Last year, the local motor industry exported 66.5% of vehicles it manufactured. Nearly all, however, were ICE. After years of nagging by the local motor industry, the government has begun to outline how it plans to assist the transition to local EV manufacture.

Clearly, however, it cannot be a wholesale shift. Last year the industry exported to nearly 150 countries and territories. Many are nowhere near ready for an EV future, meaning the local industry must run parallel ICE and EV production for years to come.

The rest of Africa, particularly, will be a major ICE market. Last year, vehicle exports to the continent grew from 22,563 to 25,381 and the total value of automotive exports from R34.9bn to R42.8bn.

The latest trade manual shows the SA motor industry is doing its best to grow and meet changing market demands. The aim remains to almost double vehicle production in the next decade through growing local and export demand. Can it do so?

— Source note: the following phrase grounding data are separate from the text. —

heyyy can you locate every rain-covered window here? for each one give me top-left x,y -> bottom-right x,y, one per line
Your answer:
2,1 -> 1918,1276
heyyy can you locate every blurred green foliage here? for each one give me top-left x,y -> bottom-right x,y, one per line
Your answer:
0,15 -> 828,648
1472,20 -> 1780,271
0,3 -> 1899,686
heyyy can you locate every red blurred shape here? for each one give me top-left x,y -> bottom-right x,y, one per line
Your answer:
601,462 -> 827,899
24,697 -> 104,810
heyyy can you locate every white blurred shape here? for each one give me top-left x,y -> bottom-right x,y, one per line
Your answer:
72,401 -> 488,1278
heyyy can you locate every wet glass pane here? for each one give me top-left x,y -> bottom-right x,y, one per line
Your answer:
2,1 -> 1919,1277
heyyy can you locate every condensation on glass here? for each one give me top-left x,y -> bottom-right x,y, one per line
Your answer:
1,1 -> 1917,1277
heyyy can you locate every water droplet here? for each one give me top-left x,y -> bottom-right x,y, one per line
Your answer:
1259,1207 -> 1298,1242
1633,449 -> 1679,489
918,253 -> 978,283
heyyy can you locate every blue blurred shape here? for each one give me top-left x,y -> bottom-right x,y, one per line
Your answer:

Nowhere is the challenge illustrated more starkly than in recent sales figures. In the first four months of 2024, exports fell 9.1%, the victim of political uncertainty, regional wars and the global economic outlook. Domestic sales were 4% down, as consumers buckled under the weight of economic pressures. No quick fix, home or away, is confidently expected.

Correction: May 13 2024

The headline has been amended to reflect that growth refers to exports.